Towards Neural Sparse Linear Solvers
This work addresses the need for GPU-accelerated solvers for sparse linear systems in fields like structural engineering, though it is incremental as it builds on existing graph neural network techniques.
The authors tackled the problem of solving large sparse symmetric linear systems, which are common in science and engineering, by proposing neural sparse linear solvers using graph neural networks, resulting in a method that is less accurate than classic algorithms but hardware-independent and fast on GPUs.

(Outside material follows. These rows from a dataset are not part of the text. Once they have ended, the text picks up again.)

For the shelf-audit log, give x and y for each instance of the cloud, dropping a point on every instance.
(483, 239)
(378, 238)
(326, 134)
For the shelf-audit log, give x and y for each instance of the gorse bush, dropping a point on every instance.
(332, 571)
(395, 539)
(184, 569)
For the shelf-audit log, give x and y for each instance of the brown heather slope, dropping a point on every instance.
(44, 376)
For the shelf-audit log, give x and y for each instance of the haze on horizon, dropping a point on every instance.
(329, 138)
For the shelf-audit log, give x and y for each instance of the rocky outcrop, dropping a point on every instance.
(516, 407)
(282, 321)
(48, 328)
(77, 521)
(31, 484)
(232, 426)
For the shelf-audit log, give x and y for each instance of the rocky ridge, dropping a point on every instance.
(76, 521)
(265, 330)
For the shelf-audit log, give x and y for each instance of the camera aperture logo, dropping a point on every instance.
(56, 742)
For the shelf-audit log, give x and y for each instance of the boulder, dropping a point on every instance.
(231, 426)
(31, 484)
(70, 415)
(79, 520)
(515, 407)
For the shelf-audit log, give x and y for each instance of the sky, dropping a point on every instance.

Large sparse symmetric linear systems appear in several branches of science and engineering thanks to the widespread use of the finite element method (FEM). The fastest sparse linear solvers available implement hybrid iterative methods. These methods are based on heuristic algorithms to permute rows and columns or find a preconditioner matrix. In addition, they are inherently sequential, making them unable to leverage the GPU processing power entirely. We propose neural sparse linear solvers, a deep learning framework to learn approximate solvers for sparse symmetric linear systems. Our method relies on representing a sparse symmetric linear system as an undirected weighted graph. Such graph representation is inherently permutation-equivariant and scale-invariant, and it can become the input to a graph neural network trained to regress the solution. We test neural sparse linear solvers on static linear analysis problems from structural engineering. Our method is less accurate than classic algorithms, but it is hardware-independent, fast on GPUs, and applicable to generic sparse symmetric systems without any additional hypothesis. Although many limitations remain, this study shows a general approach to tackle problems involving sparse symmetric matrices using graph neural networks.